Although it's possible to do what you want it sounds like the problems you are having are because you're using Qt in a way that it's not meant to be used. Why do you need separate widgets for each key represented on the keyboard?
I see two options, both of which are better in some way:
Use QGraphicsScene and QGraphicsView.
A single custom widget that uses custom drawing to display the keyboard (and likely uses hover for hints).

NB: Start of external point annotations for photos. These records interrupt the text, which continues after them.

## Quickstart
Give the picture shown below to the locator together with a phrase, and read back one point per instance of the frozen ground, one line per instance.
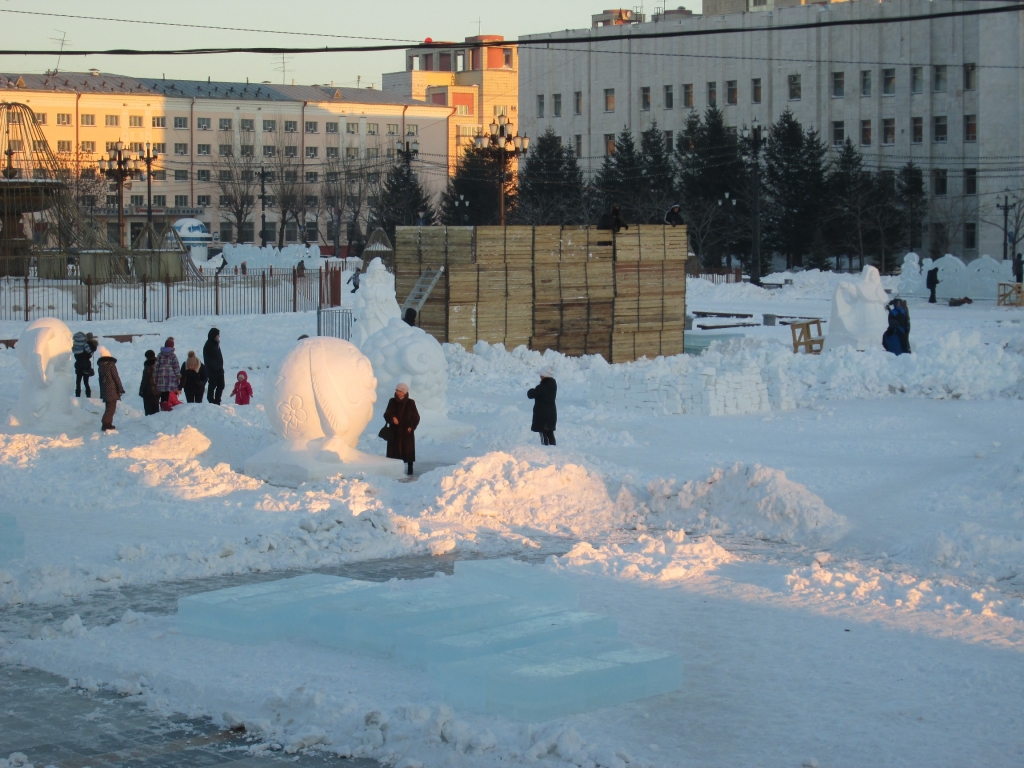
(849, 589)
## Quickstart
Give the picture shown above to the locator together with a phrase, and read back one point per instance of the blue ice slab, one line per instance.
(262, 612)
(426, 647)
(519, 580)
(556, 679)
(373, 623)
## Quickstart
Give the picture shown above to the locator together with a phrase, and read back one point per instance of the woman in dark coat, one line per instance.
(402, 417)
(545, 413)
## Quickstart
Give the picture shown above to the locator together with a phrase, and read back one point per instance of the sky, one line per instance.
(399, 20)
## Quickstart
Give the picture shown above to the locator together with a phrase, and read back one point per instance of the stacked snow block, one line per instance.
(11, 540)
(502, 637)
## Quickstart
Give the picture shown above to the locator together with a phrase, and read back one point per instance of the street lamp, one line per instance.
(502, 142)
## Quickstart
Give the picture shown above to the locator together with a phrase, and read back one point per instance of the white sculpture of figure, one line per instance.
(911, 280)
(44, 351)
(400, 352)
(374, 301)
(323, 399)
(858, 317)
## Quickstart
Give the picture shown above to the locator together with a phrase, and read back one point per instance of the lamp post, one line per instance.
(502, 142)
(120, 167)
(755, 134)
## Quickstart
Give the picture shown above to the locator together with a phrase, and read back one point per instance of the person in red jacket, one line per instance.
(243, 389)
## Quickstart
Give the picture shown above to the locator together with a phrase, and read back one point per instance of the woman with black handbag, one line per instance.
(402, 419)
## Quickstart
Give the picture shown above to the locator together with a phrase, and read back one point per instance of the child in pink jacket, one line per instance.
(243, 389)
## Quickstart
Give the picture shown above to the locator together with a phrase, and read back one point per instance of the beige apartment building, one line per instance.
(478, 80)
(324, 139)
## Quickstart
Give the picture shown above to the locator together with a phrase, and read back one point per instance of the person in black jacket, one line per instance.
(545, 413)
(214, 366)
(402, 417)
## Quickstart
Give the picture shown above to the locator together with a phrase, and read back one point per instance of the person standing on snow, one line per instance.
(545, 413)
(402, 418)
(214, 366)
(110, 386)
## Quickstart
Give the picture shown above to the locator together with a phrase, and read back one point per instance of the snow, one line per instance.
(836, 555)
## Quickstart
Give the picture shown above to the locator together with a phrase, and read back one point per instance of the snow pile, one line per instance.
(748, 500)
(667, 558)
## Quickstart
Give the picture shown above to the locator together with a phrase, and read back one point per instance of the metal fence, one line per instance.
(74, 300)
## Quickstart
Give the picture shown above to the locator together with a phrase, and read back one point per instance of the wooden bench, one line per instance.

The first option is probably better. Your keys could then be represented by QGraphicsSimpleTextItem's or even a QGraphicsSvgItem. It also provides a number of standard layouts or you could choose to write your own layout. By default you can use the keyPressEvent or mouseReleaseEvent to respond to user interactions.
I'd highly recommend you take a look at the QGraphicsView examples to get an idea what you can do.
If you go the second route you'll need to record the different key locations so you can respond accordingly as the user moves the mouse around, clicks, etc.
This won't help you with your immediate issue but I wanted to show you a keyboard I made using standard layouts and buttons. It's not perfect and it still won't help you with an enter key that spans two rows but it's not bad. It's resizable too by resizing the window, although I'm not sure if that will be apparent from the images below as SO may be scaling them. (you can view the actual images by opening them in their own tab)
Anyway, this was done using only Qt Designer with no manual coding. It consists of a top level vertical layout with 5 horizontal layouts in it. The buttons are then inserted into one of the 5 horizontal layouts. The size of the keys can be controlled by setting the horizontal and vertical size policies to "ignored" for most of the buttons and then horizontal "minimum" for buttons that you want to be wider. Things can be tweaked by setting min and max size restrictions to buttons. When resized, the buttons will not maintain their relative proportions though, that would probably take some custom programming.
The styling in your example could be approximated pretty well using css style sheets and background images. Still not a minor effort but you should be able to get most of the way there without custom layouts and buttons.